That was quick! Karen Nelson:
PASCAGOULA — A Jackson County jury on Friday morning awarded Adm. James W. Lisanby and his wife, Gladys, about $900,000 in damages in their case against USAA insurance company.
The jury returned the verdict at about 9:30 a.m. today.
The parties will return to the courtroom Monday to argue possible punitive damages.
(h/t amicus)
I stand corrected. Ouch!
Title Needs to say USAA
FBR, “Standpoint is everything.” That jury’s standpoint is Pascagoula three years after Katrina.
The jury also deliberated for a few hours yesterday evening as well.
sop
Two years or so for the appeal to be decided, I would guess … unless USAA gets a huge punitives award too & decides to settle.
Gack, amicus, thanks! Fixed it. Mind-petal running on too many channels right now.
Based on the these results it is time to settle cases.
Wow…
Scruggs gets 5 plus a $250K fine
Sop81_1 is that true? Scruggs go tthe max?
Per Anita Lee reporting for the S/H. Also on WLOX as we speak.
Did anyone *really* think he wouldn’t get the max? 5 years is such a sweet deal for all the stuff he was charged with.

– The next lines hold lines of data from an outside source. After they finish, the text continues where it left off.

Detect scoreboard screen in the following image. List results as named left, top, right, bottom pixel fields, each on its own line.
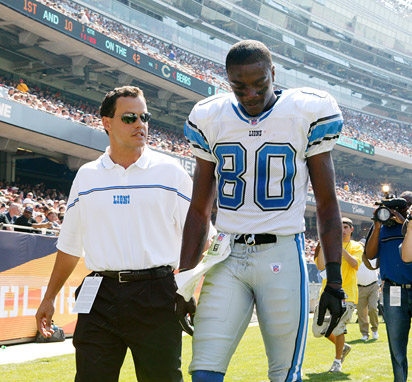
left=3, top=0, right=218, bottom=97
left=337, top=135, right=375, bottom=155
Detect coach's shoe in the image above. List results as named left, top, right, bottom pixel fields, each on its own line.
left=341, top=343, right=352, bottom=364
left=372, top=331, right=379, bottom=340
left=361, top=334, right=369, bottom=341
left=329, top=360, right=342, bottom=373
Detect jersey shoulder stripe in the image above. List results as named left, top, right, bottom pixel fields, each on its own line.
left=184, top=119, right=211, bottom=153
left=307, top=113, right=343, bottom=147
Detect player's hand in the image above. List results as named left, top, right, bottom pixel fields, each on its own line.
left=175, top=293, right=196, bottom=336
left=317, top=285, right=347, bottom=337
left=35, top=298, right=55, bottom=338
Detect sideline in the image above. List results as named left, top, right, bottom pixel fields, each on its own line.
left=0, top=314, right=312, bottom=365
left=0, top=338, right=75, bottom=365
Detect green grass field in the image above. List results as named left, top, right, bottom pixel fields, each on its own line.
left=1, top=319, right=411, bottom=381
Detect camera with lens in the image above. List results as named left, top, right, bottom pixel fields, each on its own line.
left=374, top=197, right=408, bottom=227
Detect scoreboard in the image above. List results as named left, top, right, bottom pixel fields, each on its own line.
left=2, top=0, right=219, bottom=97
left=337, top=135, right=375, bottom=155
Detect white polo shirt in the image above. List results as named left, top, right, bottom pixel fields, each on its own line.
left=357, top=260, right=379, bottom=286
left=57, top=146, right=193, bottom=271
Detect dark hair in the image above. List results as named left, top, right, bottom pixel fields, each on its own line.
left=99, top=86, right=145, bottom=118
left=400, top=191, right=412, bottom=206
left=226, top=40, right=272, bottom=71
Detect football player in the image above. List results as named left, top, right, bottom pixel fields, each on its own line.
left=180, top=40, right=346, bottom=382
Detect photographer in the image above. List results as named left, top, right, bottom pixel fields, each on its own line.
left=401, top=209, right=412, bottom=263
left=365, top=191, right=412, bottom=382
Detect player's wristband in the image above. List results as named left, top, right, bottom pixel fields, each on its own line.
left=325, top=262, right=342, bottom=285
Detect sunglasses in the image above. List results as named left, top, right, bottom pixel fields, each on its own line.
left=116, top=112, right=151, bottom=124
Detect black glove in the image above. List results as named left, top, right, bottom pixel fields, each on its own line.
left=317, top=285, right=347, bottom=337
left=175, top=293, right=196, bottom=336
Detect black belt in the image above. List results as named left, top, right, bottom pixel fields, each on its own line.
left=385, top=279, right=412, bottom=289
left=234, top=234, right=277, bottom=246
left=358, top=281, right=377, bottom=287
left=99, top=265, right=173, bottom=283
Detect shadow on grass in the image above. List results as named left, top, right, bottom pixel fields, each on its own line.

My only glimmer of suspense is about Zach.
It appears the jurors beleived the recollections of the Lopers and the Pat Keene’s of the coast more than they did the “OnTheScene” reports. The jury apparently didn’t beleive the “wind didn’t blow in the 1600 block of Washington Avenue.”
So at least 14 people were impressed by the wind; the 12 jurors, Steve Loper and Pat Keene.
Their own experts destroy their credibility. I am repeatedly amazed that insurance defense lawyers think that they can put these same engineers from Texas Tech or the U of Florida on the stand who try to tell coastal juries and judges that the winds did not exceed 90 mph.
An expert who says the winds were not strong enough to cause any structural damage at all will never convince a jury of people who personally know of many homes that suffered structural damage from winds.
Rather than offer proof that the damage was caused by flooding, they try to argue that the damage could not have been caused by wind. That argument deserves to lose.
It will be interesting to see how the MS Supreme Court treats the appeal, unless they settle as Anderson @ 4 suggests. Knowing the Lisanbys now as we do, I suspect the settlement number won’t be low.